Apache Spark Project
For your Spark programming project, you will explore a large, real-world public dataset using PySpark and transform complex data into actionable insights, culminating in professional visualizations. The goal is to simulate a practical data analytics workflow akin to those found in industry: you will acquire and preprocess the data at scale using Spark, define and compute three significant business or analytical insights, and present each insight through well-crafted static plots. This project challenges you not only to harness distributed computing for big data processing, but also to bridge the gap between large-scale computation and clear, impactful communication of findings, preparing your analyses as compelling visual reports ready for BI or decision-making audiences. Through this assignment, you’ll develop the core skills of data wrangling, scalable analysis, and effective storytelling with data—making your technical results accessible and persuasive to both technical and non-technical stakeholders.
Objective
Write a PySpark program that analyzes one large public dataset, generates at least three different business insights, and produces results as static plots using matplotlib or any other library capable of creating static (non-interactive) visualizations.
Steps
- Select Your Dataset
Choose one of:
- NYC Yellow Taxi Trip Data TLC Trip Record Data
- MovieLens Movie Ratings MovieLens 20M Dataset
- COVID-19 Open Data Our World in Data/Covid-19
- Define Three Insights Pick and clearly describe three insights.
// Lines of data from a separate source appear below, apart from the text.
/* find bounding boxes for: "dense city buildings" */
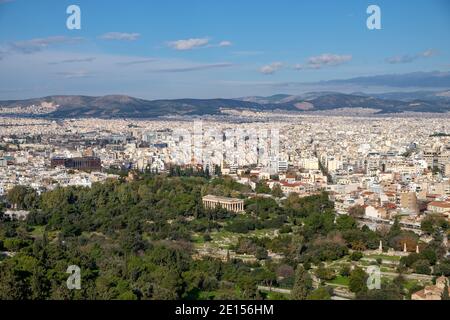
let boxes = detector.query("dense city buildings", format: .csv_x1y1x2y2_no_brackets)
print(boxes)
1,113,450,301
1,114,450,216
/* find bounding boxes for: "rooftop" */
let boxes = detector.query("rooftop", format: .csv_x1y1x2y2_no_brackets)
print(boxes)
202,195,244,203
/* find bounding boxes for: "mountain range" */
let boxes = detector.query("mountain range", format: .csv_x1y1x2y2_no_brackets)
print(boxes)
1,90,449,118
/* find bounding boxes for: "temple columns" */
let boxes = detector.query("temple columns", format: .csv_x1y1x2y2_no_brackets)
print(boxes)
203,199,244,212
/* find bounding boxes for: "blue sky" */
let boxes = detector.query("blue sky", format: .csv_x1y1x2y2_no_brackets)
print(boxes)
0,0,449,99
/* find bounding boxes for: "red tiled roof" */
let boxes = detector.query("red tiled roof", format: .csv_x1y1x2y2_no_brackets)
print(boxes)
429,201,450,209
280,182,303,187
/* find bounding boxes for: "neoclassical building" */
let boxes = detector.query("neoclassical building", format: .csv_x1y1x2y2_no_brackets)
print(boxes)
202,195,245,213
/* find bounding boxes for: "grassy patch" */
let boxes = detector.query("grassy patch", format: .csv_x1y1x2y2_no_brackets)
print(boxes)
197,291,217,300
403,279,419,291
329,275,350,286
365,254,401,262
380,267,396,272
265,291,290,300
247,228,278,238
31,225,45,238
191,233,206,244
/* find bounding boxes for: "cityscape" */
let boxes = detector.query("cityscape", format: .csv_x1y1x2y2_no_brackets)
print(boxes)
1,0,450,306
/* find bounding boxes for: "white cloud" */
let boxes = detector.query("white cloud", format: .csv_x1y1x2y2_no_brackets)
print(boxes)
117,58,158,66
100,32,141,41
56,70,92,79
147,62,234,73
9,36,83,54
0,47,7,60
0,50,236,95
218,41,232,47
167,38,209,50
295,54,352,70
49,57,96,65
259,62,283,75
385,55,415,64
386,49,438,64
420,49,438,58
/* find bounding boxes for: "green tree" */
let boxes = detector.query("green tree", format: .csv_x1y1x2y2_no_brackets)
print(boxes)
0,267,32,300
255,247,268,260
255,182,271,194
435,261,450,276
237,276,258,299
350,251,363,261
412,259,431,275
315,266,336,281
421,219,435,235
349,267,368,294
306,287,332,300
0,201,5,220
340,264,351,277
336,215,357,231
291,265,313,300
421,214,448,235
6,185,39,210
357,283,403,300
387,218,402,239
30,265,50,299
271,184,284,198
442,282,450,300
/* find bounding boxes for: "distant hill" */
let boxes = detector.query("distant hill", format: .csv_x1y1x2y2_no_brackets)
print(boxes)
0,91,449,118
352,90,450,102
239,91,450,113
0,95,274,118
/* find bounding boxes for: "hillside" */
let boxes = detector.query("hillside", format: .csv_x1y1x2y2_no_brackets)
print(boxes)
1,91,449,118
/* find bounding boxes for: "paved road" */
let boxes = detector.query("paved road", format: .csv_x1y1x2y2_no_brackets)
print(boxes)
331,296,350,300
258,286,291,294
358,266,433,281
361,257,400,265
381,271,433,281
258,285,355,300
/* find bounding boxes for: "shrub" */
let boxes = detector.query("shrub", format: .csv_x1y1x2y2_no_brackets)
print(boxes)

Each should be significant and suitable for visual representation (e.g., trends, comparisons, distributions).
- Data Processing and Analysis
- Ingest and process the dataset using PySpark DataFrames and/or SQL.
- Perform cleaning, type conversions, and any necessary preprocessing.
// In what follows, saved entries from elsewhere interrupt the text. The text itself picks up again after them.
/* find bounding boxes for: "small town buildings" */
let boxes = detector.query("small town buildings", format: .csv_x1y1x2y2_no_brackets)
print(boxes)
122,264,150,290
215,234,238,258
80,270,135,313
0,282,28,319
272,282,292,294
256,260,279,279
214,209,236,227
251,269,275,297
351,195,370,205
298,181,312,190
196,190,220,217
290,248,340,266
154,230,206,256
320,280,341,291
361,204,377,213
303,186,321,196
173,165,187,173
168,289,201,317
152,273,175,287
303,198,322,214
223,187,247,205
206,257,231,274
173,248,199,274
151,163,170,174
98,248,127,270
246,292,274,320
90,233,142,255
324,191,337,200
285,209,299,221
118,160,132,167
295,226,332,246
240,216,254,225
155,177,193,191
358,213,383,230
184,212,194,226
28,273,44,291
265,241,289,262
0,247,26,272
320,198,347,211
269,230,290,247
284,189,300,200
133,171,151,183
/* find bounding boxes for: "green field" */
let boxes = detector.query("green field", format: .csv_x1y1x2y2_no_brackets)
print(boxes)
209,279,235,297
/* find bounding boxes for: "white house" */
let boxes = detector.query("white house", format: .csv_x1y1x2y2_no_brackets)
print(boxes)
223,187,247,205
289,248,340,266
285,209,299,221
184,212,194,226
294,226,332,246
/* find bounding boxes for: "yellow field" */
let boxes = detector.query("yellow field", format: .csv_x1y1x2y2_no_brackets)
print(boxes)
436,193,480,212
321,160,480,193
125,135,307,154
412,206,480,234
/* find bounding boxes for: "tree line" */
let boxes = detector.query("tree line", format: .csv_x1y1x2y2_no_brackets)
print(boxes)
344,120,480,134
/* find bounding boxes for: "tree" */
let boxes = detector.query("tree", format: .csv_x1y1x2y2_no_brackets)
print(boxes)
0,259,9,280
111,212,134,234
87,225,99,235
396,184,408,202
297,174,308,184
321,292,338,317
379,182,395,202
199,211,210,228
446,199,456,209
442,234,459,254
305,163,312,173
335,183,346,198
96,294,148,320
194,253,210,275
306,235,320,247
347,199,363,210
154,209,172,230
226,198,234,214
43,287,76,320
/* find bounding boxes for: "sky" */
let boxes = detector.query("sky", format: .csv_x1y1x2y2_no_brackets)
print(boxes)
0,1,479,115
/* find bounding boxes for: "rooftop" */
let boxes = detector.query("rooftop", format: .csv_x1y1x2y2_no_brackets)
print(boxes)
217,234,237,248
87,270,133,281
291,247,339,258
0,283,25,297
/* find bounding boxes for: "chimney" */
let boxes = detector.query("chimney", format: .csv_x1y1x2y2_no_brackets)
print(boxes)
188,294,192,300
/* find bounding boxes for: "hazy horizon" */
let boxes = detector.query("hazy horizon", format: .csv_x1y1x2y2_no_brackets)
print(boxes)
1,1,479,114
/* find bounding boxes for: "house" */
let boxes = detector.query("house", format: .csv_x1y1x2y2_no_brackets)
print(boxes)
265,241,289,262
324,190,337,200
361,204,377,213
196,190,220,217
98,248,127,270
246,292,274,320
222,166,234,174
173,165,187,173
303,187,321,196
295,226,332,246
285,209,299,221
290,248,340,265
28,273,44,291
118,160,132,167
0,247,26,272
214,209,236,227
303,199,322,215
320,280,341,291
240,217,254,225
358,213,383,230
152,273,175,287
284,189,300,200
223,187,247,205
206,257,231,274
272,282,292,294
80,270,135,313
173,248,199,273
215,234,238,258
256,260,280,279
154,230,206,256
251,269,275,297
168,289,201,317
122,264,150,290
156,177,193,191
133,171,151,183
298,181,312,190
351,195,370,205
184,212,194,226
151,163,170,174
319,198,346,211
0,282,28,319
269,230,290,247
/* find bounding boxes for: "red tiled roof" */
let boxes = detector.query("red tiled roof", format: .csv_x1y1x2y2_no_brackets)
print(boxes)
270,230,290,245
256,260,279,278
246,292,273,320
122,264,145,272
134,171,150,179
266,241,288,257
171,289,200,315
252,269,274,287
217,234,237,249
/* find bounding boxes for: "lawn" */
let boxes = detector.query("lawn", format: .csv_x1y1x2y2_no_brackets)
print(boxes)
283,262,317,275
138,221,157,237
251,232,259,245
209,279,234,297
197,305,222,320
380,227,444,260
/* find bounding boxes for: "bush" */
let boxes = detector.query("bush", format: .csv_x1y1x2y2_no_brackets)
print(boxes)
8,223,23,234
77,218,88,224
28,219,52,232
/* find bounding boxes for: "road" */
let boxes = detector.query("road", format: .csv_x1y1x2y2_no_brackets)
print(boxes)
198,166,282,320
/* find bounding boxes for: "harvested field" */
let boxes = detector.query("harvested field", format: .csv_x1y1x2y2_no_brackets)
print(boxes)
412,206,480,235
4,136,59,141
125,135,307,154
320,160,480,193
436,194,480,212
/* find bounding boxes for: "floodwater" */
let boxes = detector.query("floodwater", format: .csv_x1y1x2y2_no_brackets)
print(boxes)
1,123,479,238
- Carefully compute your chosen insights.
- Visualization Requirement
- For each insight, generate at least one static plot using matplotlib, seaborn, or any comparable static visualization package.
- Each plot must be meaningful: Examples include time series charts, bar plots, histograms, heatmaps, scatter plots, or maps.
- You may convert Spark DataFrames to Pandas (using .toPandas()) before plotting if needed, but only after the spark-based processing is complete.
- Plots should be saved as PNG, JPG, or PDF images and displayed within the notebook/script.
- Output for BI Visualization
- Clearly display and save each generated plot.
- For each insight, include:
- A title and caption/legend explaining what is being shown
- A markdown cell with:
- The objective of the insight
- The business or analytical value
- Deliverables
- Well-commented PySpark notebook or script (.ipynb or .py) that produces and saves the required plots.
- Short README (markdown) that covers:
- Data source and description
- The three insights and why they were chosen
- How to run the program (Spark and plotting requirements)
- Resulting plot files (if submitting outside notebook format), or embedded plots if using Jupyter.
- (Optional) Extension
- You may go further by adding additional advanced Spark features (MLlib, GraphFrames, etc.), as desired.
Additional Guidelines
- Use Spark for heavy data processing—only use Pandas for small dataframes and plotting.
- Keep visualizations clear and professional.
- Label axes, include legends where necessary, and provide descriptive titles for all plots.
- Save plot images in a designated output folder or display inline within the notebook. This ensures students not only practice Spark data analysis but also learn to communicate results visually using static plots appropriate for BI reporting.